The story begins in a small town in New Hampshire, where a young and very troubled woman, is a baker at a boutique bakery. Sage Singer recently lost her mother. She meets and befriends an 85 year-old man who is dealing with the loss of his wife. Joseph Weber was an SS Guard in Nazi Germany during the war, and, he is asking Sage to help him die. We discover that Sage’s grandmother is a Holocaust survivor.
THE STORYTELLER, is told in three parts. Part I is Joseph’s story. We meet Sage and learn Joseph’s secret. We also meet Leo Stein, who is Sage’s contact at Human Rights and Special Prosecutions (what is known as a Nazi hunter). Leo has to decide if Joseph Weber is indeed who he says he is.
We learn about Joseph’s childhood and how he was persuaded to join the Nazi party. I found myself underlining like crazy while reading this installment. The Holocaust has been written about often, but when I find new info, it sparks something inside me. We meet Joseph as a quiet and respectable, elderly, retired teacher. He is likeable. He tells how desperate the German people were for change as Hitler made his way onto the scene. The organization Hitler lead promised to get people back to work; they were going to “fix“ the broken country of Germany. Joseph tells of his relationship with his very different brother; Franz was a dreamer who mostly enjoyed reading and writing. He had no desire to “join up.” And then the real horrors take over the page as Joseph delves into his life within the Third Reich. He paints a picture of a man haunted by actions taken that took many, many innocent lives. A genocide of epic proportions as not seen before or since. And he is asking Sage Singer, whose grandmother is a Holocaust survivor, to help him die.
Part II is Minka’s story. Picoult makes us wait until page 196 to learn of Minka’s horrors in Auschwitz. Why I am drawn to this time in history, and the Holocaust especially, I do not know. But drawn I am. And the story of Minka so reminds me of the novel, SARAH’S KEY, by Tatiana de Rosnay. It begins with Minka speaking of her father who has a bakery in the small town of Lodz. Their family is just becoming aware of the chilling developments within the government. Minka, even then, is writing a story. This story will continue throughout the novel in segments that pepper each chapter. I knew there would be atrocities; unspeakable crimes , disturbing scenes, hideous and inhumane. How can anyone survive this torment? But what I could not have known is how accurate and life-changing this woman’s depiction of Auschwitz is.
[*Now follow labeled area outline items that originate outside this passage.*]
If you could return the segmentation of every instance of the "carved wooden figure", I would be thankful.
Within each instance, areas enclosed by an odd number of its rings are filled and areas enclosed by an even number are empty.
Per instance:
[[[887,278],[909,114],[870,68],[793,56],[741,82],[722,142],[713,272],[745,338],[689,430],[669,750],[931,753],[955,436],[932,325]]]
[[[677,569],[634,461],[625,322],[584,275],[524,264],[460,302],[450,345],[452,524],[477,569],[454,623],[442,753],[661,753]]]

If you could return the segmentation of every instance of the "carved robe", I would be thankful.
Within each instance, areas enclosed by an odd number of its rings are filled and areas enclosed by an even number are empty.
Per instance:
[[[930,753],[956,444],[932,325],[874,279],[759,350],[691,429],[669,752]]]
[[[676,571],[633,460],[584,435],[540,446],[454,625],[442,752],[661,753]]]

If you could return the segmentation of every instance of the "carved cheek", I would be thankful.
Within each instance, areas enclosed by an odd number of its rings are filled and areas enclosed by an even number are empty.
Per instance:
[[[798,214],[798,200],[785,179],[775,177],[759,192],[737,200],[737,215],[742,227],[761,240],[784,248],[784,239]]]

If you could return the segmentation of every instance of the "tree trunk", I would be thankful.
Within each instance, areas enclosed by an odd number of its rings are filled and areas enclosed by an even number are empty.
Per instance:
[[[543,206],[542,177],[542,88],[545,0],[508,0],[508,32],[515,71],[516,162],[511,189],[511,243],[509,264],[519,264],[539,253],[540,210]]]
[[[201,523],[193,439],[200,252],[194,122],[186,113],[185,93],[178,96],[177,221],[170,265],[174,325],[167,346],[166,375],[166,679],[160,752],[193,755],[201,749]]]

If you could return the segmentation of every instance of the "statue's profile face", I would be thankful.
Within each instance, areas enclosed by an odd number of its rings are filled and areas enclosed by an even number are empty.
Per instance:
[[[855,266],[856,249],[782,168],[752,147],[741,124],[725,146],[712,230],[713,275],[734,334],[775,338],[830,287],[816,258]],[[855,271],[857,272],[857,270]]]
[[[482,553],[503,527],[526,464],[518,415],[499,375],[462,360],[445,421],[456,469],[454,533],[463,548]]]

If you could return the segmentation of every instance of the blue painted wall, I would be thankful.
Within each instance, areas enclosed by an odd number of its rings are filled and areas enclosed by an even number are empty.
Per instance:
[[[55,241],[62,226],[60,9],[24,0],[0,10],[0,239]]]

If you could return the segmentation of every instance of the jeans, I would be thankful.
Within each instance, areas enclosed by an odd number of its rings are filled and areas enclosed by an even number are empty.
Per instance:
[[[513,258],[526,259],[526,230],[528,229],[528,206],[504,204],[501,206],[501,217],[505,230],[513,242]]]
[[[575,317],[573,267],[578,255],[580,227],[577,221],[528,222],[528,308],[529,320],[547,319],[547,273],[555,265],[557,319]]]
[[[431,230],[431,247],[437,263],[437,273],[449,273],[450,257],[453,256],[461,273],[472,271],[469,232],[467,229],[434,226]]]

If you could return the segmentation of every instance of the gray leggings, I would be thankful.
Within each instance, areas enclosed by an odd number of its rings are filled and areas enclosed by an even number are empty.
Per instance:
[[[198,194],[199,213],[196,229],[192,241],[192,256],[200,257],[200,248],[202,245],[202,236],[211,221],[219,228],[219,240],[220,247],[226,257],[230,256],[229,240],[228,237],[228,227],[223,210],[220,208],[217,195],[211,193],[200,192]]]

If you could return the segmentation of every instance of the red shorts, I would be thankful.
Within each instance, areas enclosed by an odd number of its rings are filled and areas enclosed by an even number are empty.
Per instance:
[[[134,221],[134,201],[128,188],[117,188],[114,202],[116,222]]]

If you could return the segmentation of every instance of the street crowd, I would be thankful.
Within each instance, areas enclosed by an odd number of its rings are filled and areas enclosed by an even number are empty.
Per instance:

It is almost inconceivable that these crimes were perpetrated by people like Joseph Weber.
Part III begins the culmination. And delves into the moral dilemma that Sage is dealing with. ” When does a moral choice become a moral imperative? And where does one draw the line between punishment and justice, forgiveness and mercy?”
My daughter is visiting Poland this summer. She’s going to study businesses in conjunction with her Masters degree. Her last stop is Krakow. She’s booked a trip to Auschwitz. I am sending this amazing book with her. I only wish I could send myself.
Picoult spent emotionally grueling hours speaking with Holocaust survivors.
Many thanks to the extremely generous people at Emily Bestler Books; a division of Atria at Simon & Schuster. I loved this gorgeous book.